Не дожидаясь звонка, Мрачек спустился с нар, обулся и вышел в коридор. В бараке был мрак кромешный, гнетущая тишина. В этот час особенно глубок сон уставших, физически изнуренных людей. Работали они ежедневно от зари до зари, с получасовым перерывом на обед. Завтракали до выхода на работу. Ужинали по возвращении. Обед, состоявший из свекольной похлебки и двухсот граммов суррогатного хлеба, только поддерживал тепло в организме. Перед каждым заключенным в перспективе стояла, как призрак, голодная смерть. Больных, не выходивших на работу, не кормили. Поэтому заболевшие люди, через силу волоча ноги, строились в колонну и вместе со всеми шли на объекты. К чему только не прибегали люди, чтобы скрыть симптомы болезни! Заведомо было известно, что ждет больных и негодных к труду: их изолировали и уничтожали.
Мрачек вынул из пачки одну из пяти сигарет, положенных на день, и закурил, но как только увидел Брохмана, идущего к рукомойнику с грязным полотенцем в руках, притушил сигарету и сунул ее назад в пачку.
– Что тебе не спится? – грубо спросил Брохман.
Это был низкорослый, широкогрудый и плечистый детина, волосатый до безобразия. Нос у него был приплюснут. Рыжая густая щетина покрывала его грудь. Руки до локтей так заросли, что были похожи на швабры.
– У меня дело к вам, – стараясь, чтобы голос звучал приглушенно и заискивающе, проговорил Мрачек. – Вы знаете, господин Брохман, мое старание и мое уважение к вам…
– Ко мне? – хмыкнул староста. Видно, он уже и сам не верил в то, что его может уважать кто-нибудь. – Как тебя звать-то?
– Рудольф Конечный.
– Чех?
– Да.
– За какие же мои доблести ты проникся уважением ко мне? – рассмеялся Брохман, обнажив мелкие, но изумительно белые зубы.
– За ваше справедливое отношение… ко мне.
Брохман стер улыбку, прищурил свои круглые глаза и пристально всмотрелся в худое, осунувшееся лицо заключенного, обтянутое желто-бледной кожей. Отчетливо проступали на этом лице челюсти и скулы.
Мрачек выдержал его взгляд.
– Хм… Ну, и что же дальше ты пропоешь? – спросил Брохман и неторопливо перекинул широкое полотенце через плечо.

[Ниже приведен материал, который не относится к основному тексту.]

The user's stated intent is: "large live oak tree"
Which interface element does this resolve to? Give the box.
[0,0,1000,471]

Мрачек оглянулся и перевел глаза на дежурного, стоящего у табуретки.
– Тут неудобно.
Староста энергично кивнул головой в сторону двери и направился к выходу. Мрачек последовал за ним.
Остановился Брохман у длинного, на полсотню сосков, рукомойника.
– Так, – сказал он. – Выкладывай!
– Я не питаю к вам дурных чувств и не хотел бы, чтобы у нас был другой староста. Да и многие не хотят…
– Без предисловий, – оборвал его Брохман. – Мне наплевать на то, хочешь ты или не хочешь.